Targeting GLI1 in Ewing Sarcoma

William A. May, M.D.,  Saban Research Institute, Children’s Hospital Los Angeles
Recipient of the: $25,000 research award, Mark Herzlich Research Award

The EWS/FLI1 oncogenic transcription factor is both unique to and indispensable to the development of Ewing’s Sarcoma and peripheral Primitive Neuroectodermal Tumor (collectively known as the Ewing Sarcoma Family Tumors or ESFT). It is imperative that we translate our understanding of EWS/FLI1 biology into improved therapeutics for Ewing Sarcoma.

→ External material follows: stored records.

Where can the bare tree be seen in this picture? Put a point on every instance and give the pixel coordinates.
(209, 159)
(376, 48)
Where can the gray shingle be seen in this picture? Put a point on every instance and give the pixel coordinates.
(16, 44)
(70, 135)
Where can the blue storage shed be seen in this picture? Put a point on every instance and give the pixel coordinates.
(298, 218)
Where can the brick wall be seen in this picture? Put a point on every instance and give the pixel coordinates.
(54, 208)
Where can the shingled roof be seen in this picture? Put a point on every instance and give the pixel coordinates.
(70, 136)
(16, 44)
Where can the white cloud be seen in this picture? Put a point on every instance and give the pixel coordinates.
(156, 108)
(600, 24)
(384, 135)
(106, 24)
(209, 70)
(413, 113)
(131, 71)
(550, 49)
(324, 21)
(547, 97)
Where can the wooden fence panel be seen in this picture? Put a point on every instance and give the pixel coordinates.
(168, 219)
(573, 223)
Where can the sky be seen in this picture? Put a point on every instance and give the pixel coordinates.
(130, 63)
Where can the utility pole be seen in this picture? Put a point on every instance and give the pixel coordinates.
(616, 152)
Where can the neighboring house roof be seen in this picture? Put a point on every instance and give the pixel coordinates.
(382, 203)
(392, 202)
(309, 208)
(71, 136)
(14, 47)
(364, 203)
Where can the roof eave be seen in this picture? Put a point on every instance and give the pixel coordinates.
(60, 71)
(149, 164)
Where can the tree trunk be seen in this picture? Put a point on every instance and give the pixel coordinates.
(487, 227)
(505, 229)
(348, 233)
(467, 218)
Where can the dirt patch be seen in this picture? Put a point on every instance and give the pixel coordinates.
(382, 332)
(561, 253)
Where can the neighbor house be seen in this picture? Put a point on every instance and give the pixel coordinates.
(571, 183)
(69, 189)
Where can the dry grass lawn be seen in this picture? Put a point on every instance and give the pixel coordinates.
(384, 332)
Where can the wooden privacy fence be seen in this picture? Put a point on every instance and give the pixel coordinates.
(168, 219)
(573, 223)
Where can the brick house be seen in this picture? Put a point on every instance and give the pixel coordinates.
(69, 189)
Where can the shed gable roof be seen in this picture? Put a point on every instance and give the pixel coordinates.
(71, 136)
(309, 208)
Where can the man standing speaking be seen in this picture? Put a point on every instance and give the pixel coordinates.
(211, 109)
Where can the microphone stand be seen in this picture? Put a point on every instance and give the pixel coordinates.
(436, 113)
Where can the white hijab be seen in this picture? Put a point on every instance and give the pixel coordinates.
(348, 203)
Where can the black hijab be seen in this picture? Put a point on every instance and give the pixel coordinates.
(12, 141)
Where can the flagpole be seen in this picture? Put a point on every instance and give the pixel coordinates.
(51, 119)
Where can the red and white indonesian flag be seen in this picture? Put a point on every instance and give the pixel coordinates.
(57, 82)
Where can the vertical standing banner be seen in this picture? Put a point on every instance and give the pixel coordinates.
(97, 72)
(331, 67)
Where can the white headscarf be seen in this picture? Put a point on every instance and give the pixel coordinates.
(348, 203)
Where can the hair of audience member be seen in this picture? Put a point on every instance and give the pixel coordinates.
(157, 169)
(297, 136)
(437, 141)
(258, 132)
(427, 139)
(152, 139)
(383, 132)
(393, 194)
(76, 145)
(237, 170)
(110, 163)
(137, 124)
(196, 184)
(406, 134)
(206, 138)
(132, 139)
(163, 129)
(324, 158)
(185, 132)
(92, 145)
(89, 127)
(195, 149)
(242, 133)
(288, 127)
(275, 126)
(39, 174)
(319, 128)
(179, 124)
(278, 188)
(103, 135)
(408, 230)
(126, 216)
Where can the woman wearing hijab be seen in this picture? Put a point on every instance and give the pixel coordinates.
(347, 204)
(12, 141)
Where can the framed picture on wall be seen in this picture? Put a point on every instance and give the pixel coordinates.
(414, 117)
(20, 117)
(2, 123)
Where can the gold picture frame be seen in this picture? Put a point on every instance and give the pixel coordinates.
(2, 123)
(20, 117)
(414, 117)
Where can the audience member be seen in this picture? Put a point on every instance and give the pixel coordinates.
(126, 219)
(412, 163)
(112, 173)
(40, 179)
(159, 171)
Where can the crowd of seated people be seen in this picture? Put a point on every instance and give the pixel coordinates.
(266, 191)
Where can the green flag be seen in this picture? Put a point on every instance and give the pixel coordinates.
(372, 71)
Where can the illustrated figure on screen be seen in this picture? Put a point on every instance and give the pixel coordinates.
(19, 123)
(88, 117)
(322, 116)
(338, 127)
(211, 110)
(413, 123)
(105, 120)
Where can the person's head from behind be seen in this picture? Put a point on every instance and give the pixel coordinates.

We have recently published findings that EWS/FLI causes increased expression of Gli1 in ESFT in a Hedgehog independent fashion. We have further published data that inhibition of GLI1 expression by shRNA results in decreased tumorigenicity and that several known targets of EWS/FLI1 are diminished in their expression. This suggests that signaling through Gli1 may be a central and critical event in EWS/FLI1 downstream gene activation which is central to this disease. Our preliminary data demonstrates that two newly identified compounds termed GANT58 and GANT61, which inhibit this pathway at the level of GLI1, act to inhibit the HH-GLI1 pathway in Ewings cell lines in vitro. Preliminary data suggest that at least one of these compounds will also be effective in vivo. This proposal will utilize these novel compounds to fully test the potential of GLI1 inhibition in Ewing Sarcoma in vivo models. Both compounds will be tested at full doses in xenograft models of ESFT for their inhibition of tumor growth. We will assess experimental tumors for reduced expression of downstream targets of GLI1 in ESFT. We will also use in vivo imaging systems to assess the effect of the drugs on GLI1 transcriptional activity in vivo. Recently, several prominent tumor types have been shown to depend on GLI1 activation in a Hedgehog independent fashion. As these developments stimulate the development of pathway inhibitors effective in these circumstances, the data generated in this proposal will establish whether such compounds could benefit patients with Ewings Sarcoma in the near future.